Boxplots and Outside Values
“The normal distribution, for example, is clearly the template for the selection of fence locations.” Dr. James Thompson, The Age of Tukey,Technometrics, August 2001.
The basic boxplot is a graphical representation of the five-number summary: the minimum, 25th percentile (also called first quartile), 50th percentile (the median, or second quartile), 75th percentile (or third quartile), and maximum values. You don’t need to assume this or that distribution in order to determine these five numbers – just sort the data and determine the appropriate percentiles.
Beyond the basic boxplot, however, is Dr. John Tukey’s exploratory data analysis (EDA) boxplot that includes the notion of “fences” and “outside values.” An outside value is a value which is below the lower or above the upper fence. Fine, but how are fences defined? First, note that the interquartile range (IQR) is defined as the difference between the 75th and 25th percentiles: That is, IQR = 75th percentile – 25th percentile. Also, note that there are at least two types of fences: inner and outer. Inner fences are defined as: lower inner fence = 25th percentile – 1.5*IQR and upper inner fence = 75th percentile + 1.5*IQR. Outer fences are defined as: lower outer fence = 25th percentile – 3*IQR and upper outer fence = 75th percentile + 3*IQR.

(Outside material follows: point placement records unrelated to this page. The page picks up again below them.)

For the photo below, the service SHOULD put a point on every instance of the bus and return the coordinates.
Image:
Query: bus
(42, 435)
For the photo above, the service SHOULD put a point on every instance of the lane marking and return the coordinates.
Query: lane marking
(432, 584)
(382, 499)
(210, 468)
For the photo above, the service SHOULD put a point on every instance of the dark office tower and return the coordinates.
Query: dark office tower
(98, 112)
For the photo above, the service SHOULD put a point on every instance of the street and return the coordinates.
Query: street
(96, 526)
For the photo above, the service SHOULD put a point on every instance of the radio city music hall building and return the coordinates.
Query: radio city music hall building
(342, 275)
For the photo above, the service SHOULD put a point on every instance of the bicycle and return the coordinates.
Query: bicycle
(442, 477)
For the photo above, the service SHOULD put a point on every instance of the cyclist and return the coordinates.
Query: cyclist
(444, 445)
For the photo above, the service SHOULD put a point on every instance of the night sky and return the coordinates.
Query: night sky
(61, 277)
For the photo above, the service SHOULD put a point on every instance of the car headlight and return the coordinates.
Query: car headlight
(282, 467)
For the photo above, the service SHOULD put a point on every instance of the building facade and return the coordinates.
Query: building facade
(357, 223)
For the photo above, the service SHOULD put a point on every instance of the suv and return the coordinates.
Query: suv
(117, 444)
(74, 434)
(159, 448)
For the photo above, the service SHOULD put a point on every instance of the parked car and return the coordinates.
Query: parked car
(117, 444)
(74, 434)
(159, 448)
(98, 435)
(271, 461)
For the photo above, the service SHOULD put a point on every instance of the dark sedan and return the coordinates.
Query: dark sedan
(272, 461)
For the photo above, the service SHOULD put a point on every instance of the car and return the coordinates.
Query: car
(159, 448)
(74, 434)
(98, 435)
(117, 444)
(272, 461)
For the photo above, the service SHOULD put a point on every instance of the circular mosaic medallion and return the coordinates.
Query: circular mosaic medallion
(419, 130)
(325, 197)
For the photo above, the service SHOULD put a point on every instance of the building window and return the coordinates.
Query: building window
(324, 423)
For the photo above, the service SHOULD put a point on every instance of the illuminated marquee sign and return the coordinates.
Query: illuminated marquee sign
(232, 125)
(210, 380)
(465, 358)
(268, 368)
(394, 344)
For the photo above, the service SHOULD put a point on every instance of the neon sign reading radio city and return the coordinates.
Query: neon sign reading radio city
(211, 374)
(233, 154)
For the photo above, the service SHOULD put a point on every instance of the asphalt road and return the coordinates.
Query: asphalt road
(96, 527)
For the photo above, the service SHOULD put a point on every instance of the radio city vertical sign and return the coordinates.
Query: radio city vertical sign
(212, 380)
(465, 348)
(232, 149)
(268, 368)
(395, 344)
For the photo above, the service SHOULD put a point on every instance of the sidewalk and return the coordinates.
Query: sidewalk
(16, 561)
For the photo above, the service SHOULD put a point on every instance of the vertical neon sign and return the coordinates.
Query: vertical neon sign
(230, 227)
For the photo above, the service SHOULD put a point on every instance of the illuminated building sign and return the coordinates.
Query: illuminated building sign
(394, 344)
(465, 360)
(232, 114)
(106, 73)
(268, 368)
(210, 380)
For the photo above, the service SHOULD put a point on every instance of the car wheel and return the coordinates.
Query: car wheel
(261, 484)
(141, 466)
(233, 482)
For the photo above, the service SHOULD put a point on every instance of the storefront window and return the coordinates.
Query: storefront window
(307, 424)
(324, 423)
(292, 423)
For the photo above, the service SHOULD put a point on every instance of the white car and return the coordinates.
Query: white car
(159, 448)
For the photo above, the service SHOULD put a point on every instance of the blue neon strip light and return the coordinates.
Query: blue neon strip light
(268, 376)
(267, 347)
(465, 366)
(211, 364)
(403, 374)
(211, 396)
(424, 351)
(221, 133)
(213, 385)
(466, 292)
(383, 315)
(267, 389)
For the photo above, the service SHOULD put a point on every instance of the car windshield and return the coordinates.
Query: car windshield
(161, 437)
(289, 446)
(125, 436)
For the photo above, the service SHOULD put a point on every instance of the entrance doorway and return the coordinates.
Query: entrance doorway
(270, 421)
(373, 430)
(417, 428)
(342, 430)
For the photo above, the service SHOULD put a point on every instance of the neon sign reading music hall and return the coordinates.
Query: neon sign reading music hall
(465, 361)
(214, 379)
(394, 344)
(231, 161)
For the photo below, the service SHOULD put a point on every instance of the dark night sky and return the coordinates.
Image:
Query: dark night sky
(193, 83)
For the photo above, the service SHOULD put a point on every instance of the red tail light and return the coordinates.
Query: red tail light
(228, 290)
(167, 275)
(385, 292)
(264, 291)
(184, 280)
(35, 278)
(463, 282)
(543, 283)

If you assume a Gaussian (normal) distribution, how can we interpret these fences? A Gaussian distribution’s 75th percentile corresponds to the mean + 0.6745 standard deviations, and its 25th percentile corresponds to the mean – 0.6745 standard deviations. This means the IQR represents 1.349 standard deviations. Inner fences represent mean +/- 2.698 standard deviations or 99.30% of the data, while outer fences represent mean +/- 4.7215 or 99.9998% of the data.
What if the data are Gaussian (normal) and the sample size is 1000? 99.3% of 1000 is 993, which suggests that we might see around 7 outside values. If these values are just outside the inner fences, we shouldn’t be surprised. However, if values are outside the outer fences then (given the sample size) we need to investigate further.
What if the underlying distribution is not symmetrical (say, lognormal)? Even with relatively small sample sizes, you shouldn’t be surprised to see outside values, and possibly even values outside the outer fences.